# Difference between revisions of "Set covering problem"

Authors: Sherry Liang, Khalid Alanazi, Kumail Al Hamoud

## Introduction

The set covering problem is a significant NP-hard problem in combinatorial optimization. In the set covering problem, two sets are given: a set U of elements and a set S of subsets of the set U. Each subset in S is associated with a predetermined cost, and the union of all the subsets covers the set U. This combinatorial problem then concerns finding the optimal number of subsets whose union covers the universal set while minimizing the total cost.1 The problem has many applications in the airline industry, and it was explored on an industrial scale as early as the 1970s.2

## Problem formulation

The mathematical formulation of the set covering problem is define as follows. We define U = {${\displaystyle u_{i}}$, ….. ${\displaystyle u_{m}}$} as the universe of elements and S = {${\displaystyle s_{1}}$, ….,${\displaystyle s_{n}}$} as a collection of subsets such that ${\displaystyle s_{i}}$ ${\displaystyle \in }$U and the union of ${\displaystyle s_{i}}$ covers all elements in U (i.e. ${\displaystyle \cup }$${\displaystyle s_{i}}$ = U ). Addionally, each set ${\displaystyle s_{i}}$ must cover at least one element of U and has associated cost ${\displaystyle c}$ that is larger than zero (i.e. ${\displaystyle c_{i}}$ > 0). The objective is to find the minimum cost sub-collection of sets X ${\displaystyle \in }$ S that covers all the elements in the universe U.
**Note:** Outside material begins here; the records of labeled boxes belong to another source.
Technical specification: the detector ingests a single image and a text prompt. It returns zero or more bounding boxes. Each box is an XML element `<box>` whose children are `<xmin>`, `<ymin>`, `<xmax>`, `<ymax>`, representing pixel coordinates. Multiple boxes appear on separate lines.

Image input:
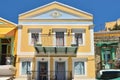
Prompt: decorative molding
<box><xmin>50</xmin><ymin>11</ymin><xmax>62</xmax><ymax>18</ymax></box>
<box><xmin>19</xmin><ymin>1</ymin><xmax>93</xmax><ymax>16</ymax></box>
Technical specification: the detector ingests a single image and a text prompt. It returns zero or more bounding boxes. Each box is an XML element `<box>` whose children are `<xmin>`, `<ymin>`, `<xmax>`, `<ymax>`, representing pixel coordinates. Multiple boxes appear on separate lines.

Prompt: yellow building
<box><xmin>0</xmin><ymin>17</ymin><xmax>17</xmax><ymax>65</ymax></box>
<box><xmin>105</xmin><ymin>19</ymin><xmax>120</xmax><ymax>31</ymax></box>
<box><xmin>16</xmin><ymin>2</ymin><xmax>95</xmax><ymax>80</ymax></box>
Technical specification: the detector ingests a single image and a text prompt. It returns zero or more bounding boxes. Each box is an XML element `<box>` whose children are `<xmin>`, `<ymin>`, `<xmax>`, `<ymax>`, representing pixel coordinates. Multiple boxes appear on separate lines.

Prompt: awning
<box><xmin>0</xmin><ymin>27</ymin><xmax>15</xmax><ymax>38</ymax></box>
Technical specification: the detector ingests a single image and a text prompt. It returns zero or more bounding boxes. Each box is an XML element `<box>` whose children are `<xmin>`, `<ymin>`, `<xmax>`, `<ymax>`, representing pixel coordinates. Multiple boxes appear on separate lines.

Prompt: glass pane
<box><xmin>56</xmin><ymin>32</ymin><xmax>64</xmax><ymax>46</ymax></box>
<box><xmin>75</xmin><ymin>33</ymin><xmax>83</xmax><ymax>45</ymax></box>
<box><xmin>74</xmin><ymin>62</ymin><xmax>85</xmax><ymax>75</ymax></box>
<box><xmin>21</xmin><ymin>61</ymin><xmax>31</xmax><ymax>75</ymax></box>
<box><xmin>31</xmin><ymin>33</ymin><xmax>39</xmax><ymax>44</ymax></box>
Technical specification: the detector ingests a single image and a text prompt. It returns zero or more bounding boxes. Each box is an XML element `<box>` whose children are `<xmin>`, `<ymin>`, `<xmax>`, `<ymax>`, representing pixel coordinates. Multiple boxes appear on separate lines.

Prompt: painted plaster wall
<box><xmin>20</xmin><ymin>25</ymin><xmax>91</xmax><ymax>52</ymax></box>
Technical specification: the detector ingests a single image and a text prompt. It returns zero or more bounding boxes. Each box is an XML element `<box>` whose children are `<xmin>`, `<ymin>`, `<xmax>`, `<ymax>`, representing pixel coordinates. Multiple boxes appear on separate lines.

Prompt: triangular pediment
<box><xmin>0</xmin><ymin>17</ymin><xmax>17</xmax><ymax>28</ymax></box>
<box><xmin>19</xmin><ymin>2</ymin><xmax>93</xmax><ymax>19</ymax></box>
<box><xmin>27</xmin><ymin>9</ymin><xmax>86</xmax><ymax>19</ymax></box>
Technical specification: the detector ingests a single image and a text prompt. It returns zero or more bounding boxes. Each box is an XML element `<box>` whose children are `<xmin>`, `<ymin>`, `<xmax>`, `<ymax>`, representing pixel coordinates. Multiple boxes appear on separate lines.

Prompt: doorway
<box><xmin>37</xmin><ymin>62</ymin><xmax>48</xmax><ymax>80</ymax></box>
<box><xmin>55</xmin><ymin>62</ymin><xmax>66</xmax><ymax>80</ymax></box>
<box><xmin>0</xmin><ymin>45</ymin><xmax>7</xmax><ymax>65</ymax></box>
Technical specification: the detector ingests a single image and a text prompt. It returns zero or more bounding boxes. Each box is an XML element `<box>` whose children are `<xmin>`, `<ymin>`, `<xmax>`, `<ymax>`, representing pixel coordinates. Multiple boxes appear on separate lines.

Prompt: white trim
<box><xmin>35</xmin><ymin>57</ymin><xmax>50</xmax><ymax>80</ymax></box>
<box><xmin>53</xmin><ymin>57</ymin><xmax>68</xmax><ymax>79</ymax></box>
<box><xmin>19</xmin><ymin>24</ymin><xmax>92</xmax><ymax>26</ymax></box>
<box><xmin>28</xmin><ymin>32</ymin><xmax>41</xmax><ymax>46</ymax></box>
<box><xmin>53</xmin><ymin>31</ymin><xmax>67</xmax><ymax>47</ymax></box>
<box><xmin>17</xmin><ymin>52</ymin><xmax>35</xmax><ymax>56</ymax></box>
<box><xmin>72</xmin><ymin>32</ymin><xmax>85</xmax><ymax>46</ymax></box>
<box><xmin>90</xmin><ymin>29</ymin><xmax>95</xmax><ymax>55</ymax></box>
<box><xmin>17</xmin><ymin>28</ymin><xmax>22</xmax><ymax>55</ymax></box>
<box><xmin>72</xmin><ymin>58</ymin><xmax>87</xmax><ymax>77</ymax></box>
<box><xmin>53</xmin><ymin>32</ymin><xmax>56</xmax><ymax>47</ymax></box>
<box><xmin>19</xmin><ymin>1</ymin><xmax>93</xmax><ymax>16</ymax></box>
<box><xmin>19</xmin><ymin>58</ymin><xmax>33</xmax><ymax>76</ymax></box>
<box><xmin>0</xmin><ymin>17</ymin><xmax>17</xmax><ymax>27</ymax></box>
<box><xmin>64</xmin><ymin>32</ymin><xmax>67</xmax><ymax>46</ymax></box>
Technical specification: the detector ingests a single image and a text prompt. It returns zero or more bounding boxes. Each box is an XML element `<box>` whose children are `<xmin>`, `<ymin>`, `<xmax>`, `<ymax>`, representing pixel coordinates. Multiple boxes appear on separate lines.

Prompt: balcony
<box><xmin>27</xmin><ymin>71</ymin><xmax>72</xmax><ymax>80</ymax></box>
<box><xmin>34</xmin><ymin>35</ymin><xmax>78</xmax><ymax>55</ymax></box>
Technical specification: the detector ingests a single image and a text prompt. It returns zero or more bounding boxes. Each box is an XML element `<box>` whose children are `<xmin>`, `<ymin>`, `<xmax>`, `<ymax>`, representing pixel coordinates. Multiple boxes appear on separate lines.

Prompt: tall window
<box><xmin>56</xmin><ymin>32</ymin><xmax>64</xmax><ymax>46</ymax></box>
<box><xmin>31</xmin><ymin>32</ymin><xmax>39</xmax><ymax>44</ymax></box>
<box><xmin>104</xmin><ymin>51</ymin><xmax>111</xmax><ymax>63</ymax></box>
<box><xmin>75</xmin><ymin>33</ymin><xmax>83</xmax><ymax>46</ymax></box>
<box><xmin>21</xmin><ymin>61</ymin><xmax>31</xmax><ymax>75</ymax></box>
<box><xmin>74</xmin><ymin>61</ymin><xmax>85</xmax><ymax>75</ymax></box>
## Integer linear program formulation

An integer linear program (ILP) model can be formulated for the minimum set covering problem as follows:

Decision variables

${\displaystyle y_{i}={\begin{cases}1,&{\text{if subset }}i{\text{ is selected}}\\0,&{\text{otherwise }}\end{cases}}}$

Objective function

minimize ${\displaystyle \sum _{i=1}^{n}c_{i}y_{i}}$

Constraints

${\displaystyle \sum _{i=1}^{n}a_{ij}y_{i}>=1,\forall j=1,....,m}$

${\displaystyle y_{i}\in \{0,1\},\forall i=1,....,n}$

The objective function ${\displaystyle \sum _{i=1}^{n}c_{i}y_{i}}$ is defined to minimize the number of subset ${\displaystyle s_{i}}$ that cover all elements in the universe by minimizing their total cost. The first constraint implies that every element j in the universe U must be be covered where ${\displaystyle a_{ij}}$=1 if j ${\displaystyle \in }$ ${\displaystyle s_{i}}$ and 0 otherwise. The second constraint ${\displaystyle y_{i}\in \{0,1\}}$ indicates that the decision variables are binary.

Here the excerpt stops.